Manhattan, Brooklyn and Queens saw record low leasing activity in March

"Unusually large declines" across three boroughs, as city becomes epicenter

TRD New York /
Apr.April 09, 2020 09:30 AM
Rent prices are going up while new leases are down

Rent prices are going up while new leases are down

As the pandemic surged across the city last month, the rate of new residential leases in Manhattan, Brooklyn and Queens fell to record lows.

The 37 percent drop in Manhattan was the second largest annual decline in new leases in more than 11 years, according to a market report by Douglas Elliman. On the sales side, new contracts also fell sharply at the end of the month.

The effect of the pandemic was multilayered, according to appraiser Jonathan Miller, who authored the rental report. In late March, brokers were barred from conducting in-person showings, meaning they could only offer virtual tours to prospective tenants.

Then, for those renters who did find a home, the logistical challenges of moving during a pandemic threatened to jeopardize deals. Miller said he’s heard anecdotal reports of several buildings across the city blocking move-ins out of concern about spreading the virus — despite the state’s classification of moving companies as an essential service.

In Brooklyn, the number of new lease signings was the lowest in four and a half years — down 45.7 percent to 721. In Queens, the number dropped 20.4 percent to 223.

At the same time as new leases were tumbling, rents in all three boroughs were on the rise.

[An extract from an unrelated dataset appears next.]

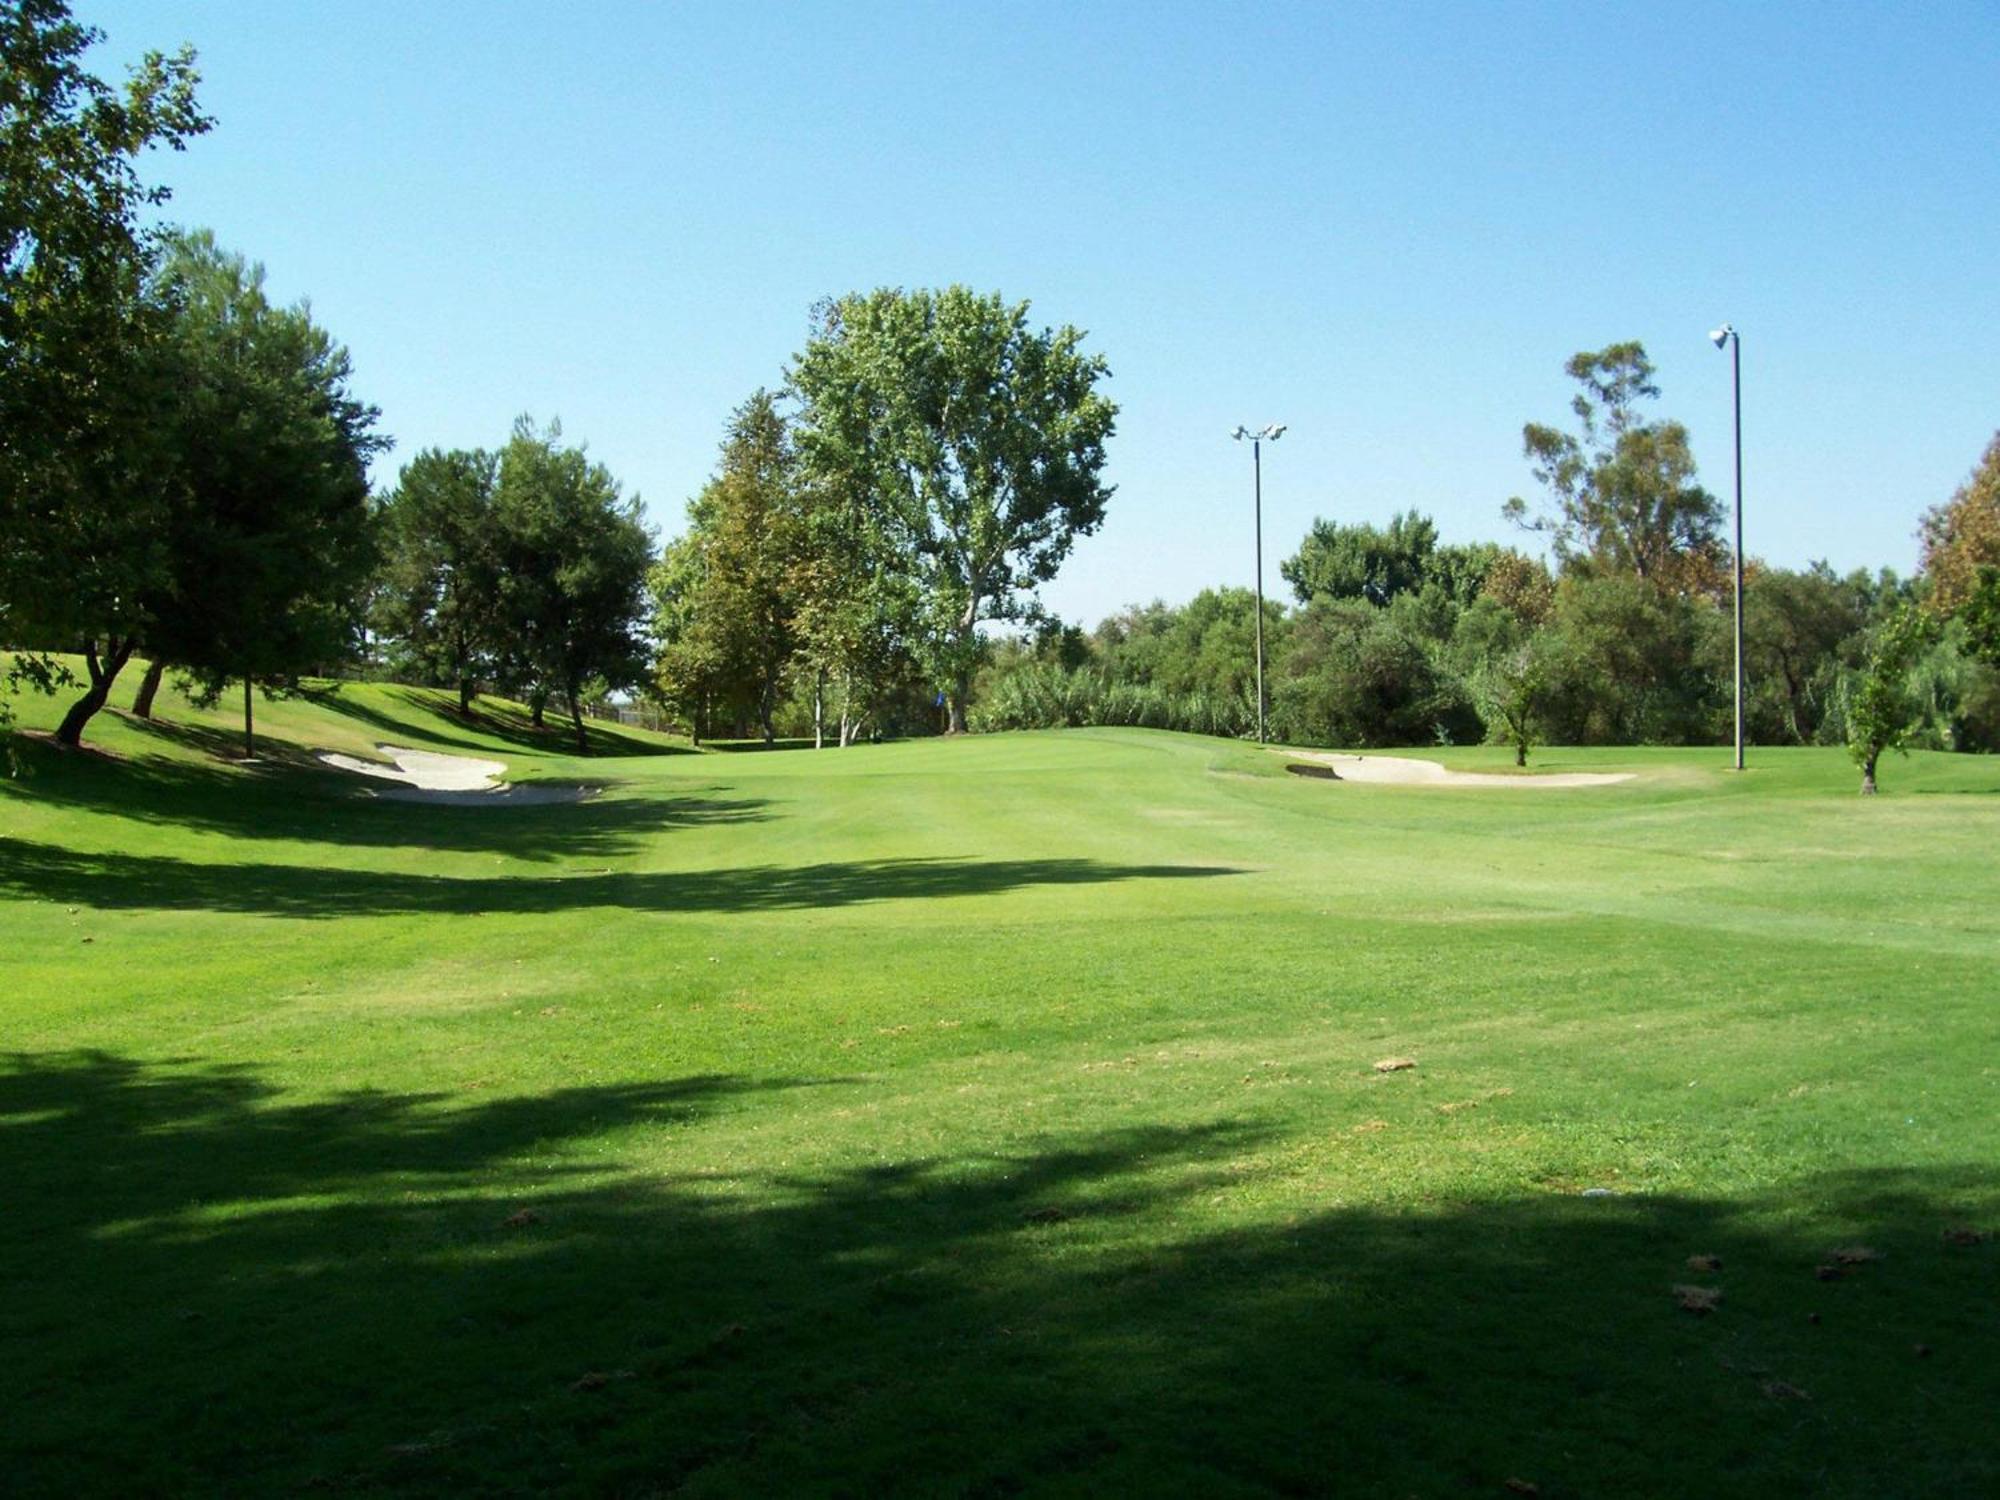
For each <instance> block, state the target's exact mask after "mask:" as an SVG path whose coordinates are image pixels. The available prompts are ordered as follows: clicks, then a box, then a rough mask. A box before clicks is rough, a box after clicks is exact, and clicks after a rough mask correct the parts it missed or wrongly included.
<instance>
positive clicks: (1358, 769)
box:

In Manhattan, the median rent price rose by 5.6 percent to $3,590. In Brooklyn, it was up 3.4 percent to $3,000. And in Queens, the median rent rose 2.9 percent to $2,881.

“You ask yourself, how’s that possible in this environment?” Miller said. “I think the pricing data like that probably lags.”

Throughout the past year, rents have been rising in New York — a response to the soft sales market — and the latest figures reflect that momentum, rather than the effect of the pandemic, he elaborated.

“I would be surprised if we saw much more rent growth going forward,” he said. But, he cautioned, that did not necessarily mean there would be a drop.